Живонравный Кендрик же подлой кручине оставался неподвластный. Невзирая на дождь над головой и грязь под копытом, на душе его покоилось, грезилось, мысли текли всё неспешные, приятные, завидно далёкие от ратного труда и нелёгкого пути. У источника святой Лизары Кампийской, покамест Язга пополнял меха чудодейственной водицей, толстопузый проныра, поперёк уставного запрета, успел-таки хватануть креплёной смородиновой настойки из-за поясной заначки, и теперь прибывал в полном довольстве, навеселе, а кроме того, не только не продрог в такую сырь, но даже умудрился по банному употеть, точно вековечный дед в тридцати трёх зипунах на растопленной печи.  

— Не угадала нас нынче погодушка, брат мой Язга, — добродушно сетовал Кендрик, оглядывая блеклое, моросящее небо и утирая пухлой ладошкой вспотевшую мясистую физиономию.

Шлем он держал в руке, широкую круглую голову, тяжело ворочающуюся на короткой шее, венчал замызганный полотняный чепец, измокший от пота и украшенный белёсыми солевыми разводами.   

По обыкновению, он именовал Язгу братом или, запросто, братцем, как бы подчёркивая тем их особую дружескую близость, почти что родственную. Кольцо сей вольности в обращении не противился: не взирая на разность характеров, их вязало узами товарищества целое десятилетие.

— Да уж, — отрешённо вымолвил Язга, не отрываясь взором от земли.

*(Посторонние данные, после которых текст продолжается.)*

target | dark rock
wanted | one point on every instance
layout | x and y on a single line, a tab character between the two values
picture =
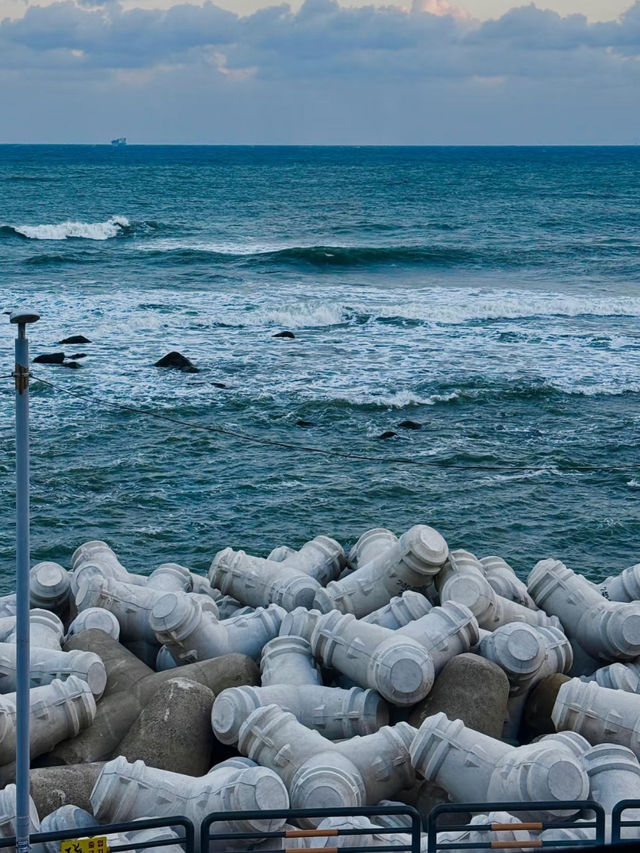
540	702
52	787
118	711
471	689
177	361
173	731
76	339
49	358
124	669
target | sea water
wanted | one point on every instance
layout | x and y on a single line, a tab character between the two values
490	295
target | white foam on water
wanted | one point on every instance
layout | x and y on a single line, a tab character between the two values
78	230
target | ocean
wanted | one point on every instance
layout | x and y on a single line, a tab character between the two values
490	295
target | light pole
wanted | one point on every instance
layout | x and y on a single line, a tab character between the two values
23	673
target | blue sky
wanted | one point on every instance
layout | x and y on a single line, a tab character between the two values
415	72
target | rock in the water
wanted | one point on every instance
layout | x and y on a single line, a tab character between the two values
49	358
52	787
471	689
75	339
537	712
177	361
173	731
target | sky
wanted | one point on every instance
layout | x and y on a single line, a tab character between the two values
416	72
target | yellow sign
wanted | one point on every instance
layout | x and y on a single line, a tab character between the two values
96	844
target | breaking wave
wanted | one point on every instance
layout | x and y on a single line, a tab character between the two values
115	226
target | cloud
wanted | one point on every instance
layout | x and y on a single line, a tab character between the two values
335	73
322	39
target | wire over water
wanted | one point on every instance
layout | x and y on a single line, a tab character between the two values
387	460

Там, меж конских копыт, где, точно кандальный блуждал его хмурый взгляд, как живые сновали дымные серые струйки. Точно змейки, призванные на свет магической флейтой непогоды, они выползали из травы на тракт, заполняли выбоины и ямы, вились над кипящими котлами пространных лужиц, парили в невесомости, а после истончались, истаивали, исчезали. «Что за дивный зверь?» — дивился он, точно мальчишка, и хотелось ему наклониться, играючи ухватить одну из проказниц за дымчатый серый хвостик, огладить влажной ладонью, стиснуть накрепко в кулаке, пустить меж стылых пальцев.

‍​‌‌​​‌‌‌​​‌​‌‌​‌​​​‌​‌‌‌​‌‌​​​‌‌​​‌‌​‌​‌​​​‌​‌‌‍

— Чего это ты там всё землю глазом ковыряешь? — любопытствовал Кендрик, точно леденец обсасывая надтреснутую губу.

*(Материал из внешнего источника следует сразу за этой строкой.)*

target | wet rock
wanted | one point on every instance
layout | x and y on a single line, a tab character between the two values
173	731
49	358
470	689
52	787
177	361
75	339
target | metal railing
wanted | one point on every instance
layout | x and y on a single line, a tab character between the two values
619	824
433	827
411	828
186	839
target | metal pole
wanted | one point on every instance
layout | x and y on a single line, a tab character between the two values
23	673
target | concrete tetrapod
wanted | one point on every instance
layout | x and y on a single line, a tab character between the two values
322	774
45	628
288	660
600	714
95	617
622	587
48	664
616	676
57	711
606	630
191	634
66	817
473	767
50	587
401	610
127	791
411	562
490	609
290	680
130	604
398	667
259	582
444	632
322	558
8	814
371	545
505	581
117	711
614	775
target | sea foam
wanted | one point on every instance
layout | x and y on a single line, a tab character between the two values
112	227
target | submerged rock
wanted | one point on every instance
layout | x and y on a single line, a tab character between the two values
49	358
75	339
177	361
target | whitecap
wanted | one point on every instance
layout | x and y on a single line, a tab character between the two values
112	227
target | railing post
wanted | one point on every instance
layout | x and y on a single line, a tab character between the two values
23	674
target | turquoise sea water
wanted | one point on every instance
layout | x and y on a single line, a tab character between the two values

— А? — опомнившись, поднял взгляд Язга.

— Говорю, разглядываешь чего?

— Чего… да ничего.

— А будто бы причинное место у конька, — дурачком хохотнул толстяк. — Никак завидуешь? Ты мне это, братец, брось: конь на то и конь, чтоб…

— Дурак ты, Кругляш, — с искренним огорчением прервал Язга. — Отродясь дураком был, видать, дураком и помрёшь.

Голос из его тощей кадычной шеи вырывался сиплый, скрипучий, точно старая дверь, давно не знавшая жиру.

— А ты не каркай, не каркай, ворон сиплый, — наигранно всполошился Кругляш, радостный от того, что удалось ему вовлечь в разговор товарища, — я ещё в домовину улечься не согласный.

— Кто ж тебя, дурака, спросит? — размыслив, хмыкнул Кольцо. — Время придёт и уляжешься, аки миленький.

— Время моё бессрочное, — довольно заговорил Кендрик, поглаживая доброе пузо, забранное доспехом. — Жизненного соку во мне превелико есть, да столь, что ни одной таре земляной не перенять — чрез края попрёт. — Он покосился на товарища, постучал ногтями о стальную тулью старого потускневшего шлема. — А вот ты, братец, не в грех буде смолото, худосочен есть, бишь недолговечен. Ещё дед мой сказывал: «Худым не будь, внуче: худый быстро сходит». — Завидев торчащую из ремешка нить, он вцепился в неё зубам и принялся грызть, тщетно пытаясь надкусить. — А дед мой дело знал, пустого не молотил.